WGNO

Cuter than Rudolph – and almost as rare!

Newborn bongo antelope at the Audubon Nature Institute's Species Survival Center

NEW ORLEANS –   She’s got big brown eyes and a nose that’s shiny– and black.

So she isn’t “you know who” but she’s just as adorable and almost as rare.

The Audubon Nature Institute Species Survival Center in Algiers is celebrating the birth of a “bongo” antelope. She doesn’t have a name yet, but bongos are a critically endangered species whose natural habitat is the African forest. Fewer than one hundred bongos are believed to be left in the wild.

“This is a water-loving, forest antelope,’’ says Species Survival Center Curator Michelle Hatwood, “Louisiana has the perfect habitat for this beautiful species to thrive.’’
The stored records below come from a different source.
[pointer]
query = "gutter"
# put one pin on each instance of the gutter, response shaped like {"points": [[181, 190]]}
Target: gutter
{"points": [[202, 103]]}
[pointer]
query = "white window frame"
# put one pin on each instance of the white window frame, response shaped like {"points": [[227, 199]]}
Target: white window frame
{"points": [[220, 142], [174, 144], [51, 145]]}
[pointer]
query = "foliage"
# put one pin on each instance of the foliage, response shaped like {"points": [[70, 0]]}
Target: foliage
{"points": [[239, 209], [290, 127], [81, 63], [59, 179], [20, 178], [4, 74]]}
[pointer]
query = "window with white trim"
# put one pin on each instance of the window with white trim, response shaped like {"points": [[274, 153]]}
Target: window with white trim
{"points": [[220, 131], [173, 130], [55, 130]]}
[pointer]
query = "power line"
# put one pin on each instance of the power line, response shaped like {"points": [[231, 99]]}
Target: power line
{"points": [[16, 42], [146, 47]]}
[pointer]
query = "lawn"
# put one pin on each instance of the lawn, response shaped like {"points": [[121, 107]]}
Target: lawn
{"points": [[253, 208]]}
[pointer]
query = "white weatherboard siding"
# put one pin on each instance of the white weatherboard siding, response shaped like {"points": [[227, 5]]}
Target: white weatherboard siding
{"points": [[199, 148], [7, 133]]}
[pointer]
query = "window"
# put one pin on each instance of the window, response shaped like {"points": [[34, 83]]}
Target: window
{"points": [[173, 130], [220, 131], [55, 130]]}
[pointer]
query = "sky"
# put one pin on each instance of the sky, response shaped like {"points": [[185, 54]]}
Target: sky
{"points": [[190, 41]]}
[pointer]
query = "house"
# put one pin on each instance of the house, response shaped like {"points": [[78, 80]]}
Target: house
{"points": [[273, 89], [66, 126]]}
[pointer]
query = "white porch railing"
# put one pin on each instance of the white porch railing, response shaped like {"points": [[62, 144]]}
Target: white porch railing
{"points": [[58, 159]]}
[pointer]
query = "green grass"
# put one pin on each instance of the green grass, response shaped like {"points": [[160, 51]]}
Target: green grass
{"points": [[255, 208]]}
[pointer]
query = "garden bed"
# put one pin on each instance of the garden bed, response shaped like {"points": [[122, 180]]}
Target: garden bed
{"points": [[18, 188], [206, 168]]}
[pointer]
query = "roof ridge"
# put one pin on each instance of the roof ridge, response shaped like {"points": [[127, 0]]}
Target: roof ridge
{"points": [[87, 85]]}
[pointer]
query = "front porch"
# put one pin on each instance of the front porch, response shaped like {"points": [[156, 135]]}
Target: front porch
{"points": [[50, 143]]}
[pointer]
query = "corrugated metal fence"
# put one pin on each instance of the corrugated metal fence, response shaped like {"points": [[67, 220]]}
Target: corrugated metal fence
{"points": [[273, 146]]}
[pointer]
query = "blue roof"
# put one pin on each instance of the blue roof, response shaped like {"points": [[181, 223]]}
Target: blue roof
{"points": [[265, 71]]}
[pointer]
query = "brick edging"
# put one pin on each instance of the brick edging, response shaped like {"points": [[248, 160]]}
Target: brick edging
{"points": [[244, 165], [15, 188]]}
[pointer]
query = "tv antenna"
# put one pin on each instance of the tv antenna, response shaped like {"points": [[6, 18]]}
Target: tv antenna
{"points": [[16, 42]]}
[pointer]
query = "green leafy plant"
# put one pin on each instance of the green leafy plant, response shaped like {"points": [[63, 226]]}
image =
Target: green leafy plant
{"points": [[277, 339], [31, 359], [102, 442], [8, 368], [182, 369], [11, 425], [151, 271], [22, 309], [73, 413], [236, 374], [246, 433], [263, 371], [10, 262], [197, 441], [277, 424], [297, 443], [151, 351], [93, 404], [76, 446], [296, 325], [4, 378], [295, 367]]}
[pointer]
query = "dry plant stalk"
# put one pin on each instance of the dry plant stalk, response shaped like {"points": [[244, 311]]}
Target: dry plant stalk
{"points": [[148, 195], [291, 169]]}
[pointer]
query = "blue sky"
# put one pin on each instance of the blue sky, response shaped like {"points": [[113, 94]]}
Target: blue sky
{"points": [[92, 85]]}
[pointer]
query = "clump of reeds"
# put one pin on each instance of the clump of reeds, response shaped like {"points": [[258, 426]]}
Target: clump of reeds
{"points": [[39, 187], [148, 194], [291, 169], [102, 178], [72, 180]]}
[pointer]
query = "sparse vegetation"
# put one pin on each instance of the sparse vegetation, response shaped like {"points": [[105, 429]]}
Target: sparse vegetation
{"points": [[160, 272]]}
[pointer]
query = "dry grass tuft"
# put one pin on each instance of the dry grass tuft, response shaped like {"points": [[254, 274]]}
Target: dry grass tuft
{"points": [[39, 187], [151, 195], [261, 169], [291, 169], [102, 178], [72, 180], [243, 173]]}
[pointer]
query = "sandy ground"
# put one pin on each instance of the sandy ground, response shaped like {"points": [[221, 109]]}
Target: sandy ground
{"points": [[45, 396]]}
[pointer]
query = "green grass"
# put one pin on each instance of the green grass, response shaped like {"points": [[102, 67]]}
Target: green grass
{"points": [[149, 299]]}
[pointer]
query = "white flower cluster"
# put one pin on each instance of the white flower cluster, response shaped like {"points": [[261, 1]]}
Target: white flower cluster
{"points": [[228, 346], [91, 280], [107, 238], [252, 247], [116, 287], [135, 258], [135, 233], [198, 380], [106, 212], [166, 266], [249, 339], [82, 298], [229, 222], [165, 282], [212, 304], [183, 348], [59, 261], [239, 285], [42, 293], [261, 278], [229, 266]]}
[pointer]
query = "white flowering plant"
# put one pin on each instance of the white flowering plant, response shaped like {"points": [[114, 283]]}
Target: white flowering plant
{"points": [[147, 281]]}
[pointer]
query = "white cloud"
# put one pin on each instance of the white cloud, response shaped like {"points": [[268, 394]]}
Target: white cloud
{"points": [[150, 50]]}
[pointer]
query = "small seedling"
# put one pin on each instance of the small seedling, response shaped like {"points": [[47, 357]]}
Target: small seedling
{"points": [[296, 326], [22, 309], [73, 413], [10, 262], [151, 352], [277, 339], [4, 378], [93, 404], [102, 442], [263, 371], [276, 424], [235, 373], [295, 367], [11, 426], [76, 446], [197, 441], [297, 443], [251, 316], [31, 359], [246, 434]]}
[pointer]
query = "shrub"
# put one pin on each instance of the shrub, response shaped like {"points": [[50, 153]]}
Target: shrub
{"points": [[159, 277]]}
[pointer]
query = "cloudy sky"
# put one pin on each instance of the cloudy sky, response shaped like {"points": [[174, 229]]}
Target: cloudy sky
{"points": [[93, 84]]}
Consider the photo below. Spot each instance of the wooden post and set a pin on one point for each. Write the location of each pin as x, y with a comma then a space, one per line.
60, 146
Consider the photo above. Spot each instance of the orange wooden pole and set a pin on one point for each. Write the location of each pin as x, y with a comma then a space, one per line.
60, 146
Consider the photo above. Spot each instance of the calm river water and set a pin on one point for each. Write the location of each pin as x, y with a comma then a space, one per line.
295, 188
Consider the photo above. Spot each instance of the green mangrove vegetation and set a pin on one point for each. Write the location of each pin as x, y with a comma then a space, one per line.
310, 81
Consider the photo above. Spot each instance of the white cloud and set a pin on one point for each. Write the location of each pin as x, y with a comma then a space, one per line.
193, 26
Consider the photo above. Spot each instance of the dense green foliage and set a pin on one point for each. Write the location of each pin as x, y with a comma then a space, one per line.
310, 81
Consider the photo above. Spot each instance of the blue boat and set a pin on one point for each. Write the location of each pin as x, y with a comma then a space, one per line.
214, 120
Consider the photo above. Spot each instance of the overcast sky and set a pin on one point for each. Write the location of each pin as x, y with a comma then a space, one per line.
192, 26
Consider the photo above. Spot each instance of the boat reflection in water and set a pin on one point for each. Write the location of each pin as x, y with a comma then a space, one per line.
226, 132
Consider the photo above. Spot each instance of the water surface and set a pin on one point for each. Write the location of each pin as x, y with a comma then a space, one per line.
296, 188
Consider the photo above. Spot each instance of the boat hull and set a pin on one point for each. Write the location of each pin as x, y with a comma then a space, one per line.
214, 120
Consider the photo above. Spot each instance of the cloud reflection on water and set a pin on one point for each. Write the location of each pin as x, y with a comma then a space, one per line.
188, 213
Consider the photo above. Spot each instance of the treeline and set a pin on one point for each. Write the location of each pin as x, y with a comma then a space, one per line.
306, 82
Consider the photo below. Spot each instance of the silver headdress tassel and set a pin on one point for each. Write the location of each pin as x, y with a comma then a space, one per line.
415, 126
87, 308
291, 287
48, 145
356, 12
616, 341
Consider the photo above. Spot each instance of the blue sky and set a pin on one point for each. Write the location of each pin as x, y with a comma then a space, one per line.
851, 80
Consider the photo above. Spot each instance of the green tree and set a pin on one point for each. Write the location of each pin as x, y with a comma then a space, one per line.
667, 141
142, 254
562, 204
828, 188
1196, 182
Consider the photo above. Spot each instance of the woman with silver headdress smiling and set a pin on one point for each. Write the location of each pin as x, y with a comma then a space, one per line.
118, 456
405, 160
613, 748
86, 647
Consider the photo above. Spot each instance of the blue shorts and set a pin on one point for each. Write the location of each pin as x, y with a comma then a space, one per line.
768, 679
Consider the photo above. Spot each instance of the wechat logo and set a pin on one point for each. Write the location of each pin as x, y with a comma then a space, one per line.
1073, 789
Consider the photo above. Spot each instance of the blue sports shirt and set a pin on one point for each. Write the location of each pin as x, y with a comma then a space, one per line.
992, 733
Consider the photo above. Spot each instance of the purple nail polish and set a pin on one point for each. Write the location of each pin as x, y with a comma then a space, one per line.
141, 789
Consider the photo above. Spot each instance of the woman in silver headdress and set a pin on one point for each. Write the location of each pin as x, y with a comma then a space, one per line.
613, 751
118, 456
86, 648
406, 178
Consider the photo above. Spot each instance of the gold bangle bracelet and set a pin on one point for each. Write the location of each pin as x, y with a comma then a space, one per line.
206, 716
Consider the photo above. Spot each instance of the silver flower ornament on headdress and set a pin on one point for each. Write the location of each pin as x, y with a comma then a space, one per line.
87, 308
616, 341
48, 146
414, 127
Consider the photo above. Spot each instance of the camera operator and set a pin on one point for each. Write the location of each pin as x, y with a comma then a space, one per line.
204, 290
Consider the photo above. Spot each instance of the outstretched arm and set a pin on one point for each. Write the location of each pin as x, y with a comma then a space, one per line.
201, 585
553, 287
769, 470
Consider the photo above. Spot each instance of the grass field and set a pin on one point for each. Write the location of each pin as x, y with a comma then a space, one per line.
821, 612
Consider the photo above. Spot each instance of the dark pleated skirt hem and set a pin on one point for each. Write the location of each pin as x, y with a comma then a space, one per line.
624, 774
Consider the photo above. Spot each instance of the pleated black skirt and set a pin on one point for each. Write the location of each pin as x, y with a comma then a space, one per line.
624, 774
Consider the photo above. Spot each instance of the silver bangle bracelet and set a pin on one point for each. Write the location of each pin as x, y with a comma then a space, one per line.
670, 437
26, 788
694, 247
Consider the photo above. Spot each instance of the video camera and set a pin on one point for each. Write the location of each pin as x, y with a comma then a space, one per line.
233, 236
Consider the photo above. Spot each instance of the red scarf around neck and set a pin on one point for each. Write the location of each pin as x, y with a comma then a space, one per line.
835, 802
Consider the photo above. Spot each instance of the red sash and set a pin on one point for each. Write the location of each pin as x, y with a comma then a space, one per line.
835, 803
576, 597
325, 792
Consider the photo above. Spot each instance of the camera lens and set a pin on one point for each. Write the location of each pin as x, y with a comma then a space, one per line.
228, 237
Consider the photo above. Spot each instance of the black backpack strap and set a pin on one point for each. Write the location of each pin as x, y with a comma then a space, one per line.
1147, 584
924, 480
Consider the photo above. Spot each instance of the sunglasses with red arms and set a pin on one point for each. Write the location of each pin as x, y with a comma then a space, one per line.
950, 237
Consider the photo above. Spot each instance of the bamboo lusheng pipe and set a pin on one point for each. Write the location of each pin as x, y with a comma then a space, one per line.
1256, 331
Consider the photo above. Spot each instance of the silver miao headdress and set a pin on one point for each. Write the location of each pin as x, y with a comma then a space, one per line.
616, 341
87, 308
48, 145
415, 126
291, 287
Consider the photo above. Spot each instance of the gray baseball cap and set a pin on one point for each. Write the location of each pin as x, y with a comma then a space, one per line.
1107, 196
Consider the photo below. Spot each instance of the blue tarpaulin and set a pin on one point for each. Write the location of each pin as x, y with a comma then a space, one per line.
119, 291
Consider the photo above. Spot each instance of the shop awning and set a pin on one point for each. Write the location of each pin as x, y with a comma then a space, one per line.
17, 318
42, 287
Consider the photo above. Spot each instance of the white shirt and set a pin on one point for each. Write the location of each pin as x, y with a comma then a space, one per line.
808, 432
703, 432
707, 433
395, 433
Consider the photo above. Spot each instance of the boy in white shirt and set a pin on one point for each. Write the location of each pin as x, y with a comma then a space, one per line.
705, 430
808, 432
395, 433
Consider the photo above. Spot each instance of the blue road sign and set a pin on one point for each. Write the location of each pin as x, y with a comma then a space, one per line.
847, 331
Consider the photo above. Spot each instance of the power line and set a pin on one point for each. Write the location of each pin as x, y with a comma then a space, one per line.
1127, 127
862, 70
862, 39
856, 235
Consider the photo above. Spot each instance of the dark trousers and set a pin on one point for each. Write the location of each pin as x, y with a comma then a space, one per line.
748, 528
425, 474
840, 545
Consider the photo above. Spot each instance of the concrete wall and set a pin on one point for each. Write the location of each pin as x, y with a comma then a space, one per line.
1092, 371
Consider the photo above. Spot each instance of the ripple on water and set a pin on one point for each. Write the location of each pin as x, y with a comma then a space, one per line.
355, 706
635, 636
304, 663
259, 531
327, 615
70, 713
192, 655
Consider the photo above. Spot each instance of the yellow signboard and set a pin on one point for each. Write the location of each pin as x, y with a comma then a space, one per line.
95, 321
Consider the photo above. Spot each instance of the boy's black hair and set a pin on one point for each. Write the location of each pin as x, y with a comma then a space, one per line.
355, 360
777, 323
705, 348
The Species Survival Center calls the birth “a significant success story.” The Institute partnered with the San Diego Zoo Safari Park to bring a pair of bongos, a male and a female, to the Species Survival Center in April. Their calf was born Dec. 11.  She’s a scrawny and scrappy 46 pounds, and she passed her first veterinary checkup.

Hatwood says bongos are naturally “secretive (and) curious,” and four acres of wooded land is now the baby’s playground. The bongo parents seem to be enamored with their child, and Hatwood is too.

“Bongo are one of the first species of antelope I’ve ever gotten the privilege to work with,’’ says Hatwood, “they have a special place in my heart.”